Photo by John Ivanko
Talk about a low-hanging fruit opportunity. Looking for a way to decrease waste, connect fresh food to those who need it most, stir up a gardening revolution and stimulate conversations in her community, Anna Chan had to look no further than her neighbor’s unpicked fruit tree. The Robin Hood of unwanted fruit, Chan is known for picking extra fruit from trees in her Concord, Calif., neighborhood in the Bay Area and delivering the fresh produce to area food banks strapped by increasing demands. Unlike that guy in green tights, stealing fruit never crossed Chan’s mind. All she needed to do was knock on the door and ask.
Lemon Lady’s Launch
Technically, Chan’s one-woman mission to connect local unpicked fruit with those in need erupted in early 2009, thanks to her daughter Ava’s fussiness.
“She only calmed down and fell asleep when I drove her around our neighborhood,” recalls Chan, a stay-at-home mom. “I saw all these lemons and oranges falling to the ground because the homeowners weren’t harvesting them. I couldn’t stand seeing all that waste when I knew there were people right in our own community unable to afford fresh, nutritious fruit.”
Rather than just drive by and look at opportunity through the windshield, Chan decided to do something about it. Realizing the odds of catching someone at home were low, she created a simple, heartfelt letter volunteering to pick their unwanted fruit and personally deliver it to the local food pantry. A self-described shy person, Chan mustered courage and dropped off the letter at that first home.
“I immediately received a positive response from that first letter, which quickly grew into a string of homeowners I regularly stopped at to harvest and donate their fruit,” Chan explains. “The first 30 days, I harvested over 2,000 pounds of fruit with hardly any effort at all — fruit that would have other- wise fallen to the ground and rotted.”
Quickly grew, indeed: In the first year alone, Chan gleaned more than $90,000-worth of unwanted produce, sowing seeds of inspiration throughout her community.
“It wasn’t hard to do,” explains the modest Chan with a smile. “Where I live, you can walk five minutes in any direction and find a fruit tree.”

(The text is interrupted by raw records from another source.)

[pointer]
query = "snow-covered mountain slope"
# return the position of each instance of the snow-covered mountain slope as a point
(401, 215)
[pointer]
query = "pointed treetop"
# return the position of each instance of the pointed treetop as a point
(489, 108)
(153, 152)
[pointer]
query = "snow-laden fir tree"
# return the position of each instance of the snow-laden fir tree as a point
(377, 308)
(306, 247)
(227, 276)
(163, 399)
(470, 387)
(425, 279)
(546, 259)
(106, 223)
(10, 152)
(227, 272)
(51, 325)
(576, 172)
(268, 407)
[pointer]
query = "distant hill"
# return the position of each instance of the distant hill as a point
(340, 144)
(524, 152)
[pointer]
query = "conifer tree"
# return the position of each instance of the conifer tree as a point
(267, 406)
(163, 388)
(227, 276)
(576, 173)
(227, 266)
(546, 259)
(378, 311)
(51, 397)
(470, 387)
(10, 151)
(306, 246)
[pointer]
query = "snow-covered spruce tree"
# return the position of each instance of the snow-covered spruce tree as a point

Citrus works particularly well for Chan’s foraging efforts, as it stores well for up to a week without additional refrigeration.
Expanding the Harvest
Chan quickly earned her local honorary title of “The Lemon Lady of Concord,” often seen harvesting area trees with Ava, now 3 years old. Foraging fruit trees opened Chan’s eyes to other gleaning opportunities. She realized she could increase her harvest by working with growers at area farmers’ markets, offering to pick up their excess produce at the end of market and bring it to the area food pantry.
“All I did was ask. The response from farmers has been incredibly generous,” she adds.
This initial contact quickly grew to a network of farmers Chan connects with regularly at the market, always personally asking them if they might have some excess and abundantly thanking them for their donation.
“The farmers need to be treated with respect and gratitude at all times,” Chan emphasizes. “We need to remember that without the farmer, there wouldn’t be any food, period.”
Chan exudes this attitude of gratitude as she makes her rounds at the Tuesday farmers’ market in Concord. She looks more like a woman attending a family reunion than the recipient of the Jefferson Award, a prestigious national recognition honoring community and public service. She greets each farmer by name and gently asks if they want a box in case they have extra produce to donate at the end of the market. While Chan’s efforts may cumulatively add up to high-harvest totals, she clearly makes each individual grower a priority, asking questions about how the recent rains are affecting his crops or how his family is doing.
Chan’s “Lemon Lady” title is a bit ironic, as she doesn’t have a tart bone in her body. People gravitate toward her sweet energy like bees to honey. As she walks down the farmers’ market aisles, Chan receives a tsunami of warm and welcoming greetings from farmers and other market growers. This pied piper of produce exemplifies how electrifying it can be to connect with a personal, passionate mission. Folks can’t help but want to be around her and support her vision.
The donations from farmers help diversify her fruit gleanings with other seasonal items like apples and greens. Food vendors at the market will also donate extra prepared food, like noodles or bakery items.
Chan returns to the farmers at the end of the market to pick up the donation boxes, piling them high in the back of her vehicle and delivering them as soon as she can to local food pantries.
“People are sometimes surprised that an affluent suburb like Concord even has a food bank,” Chan adds. “But wherever you live, particularly in today’s economy, there are people who can’t afford fresh, healthy produce.”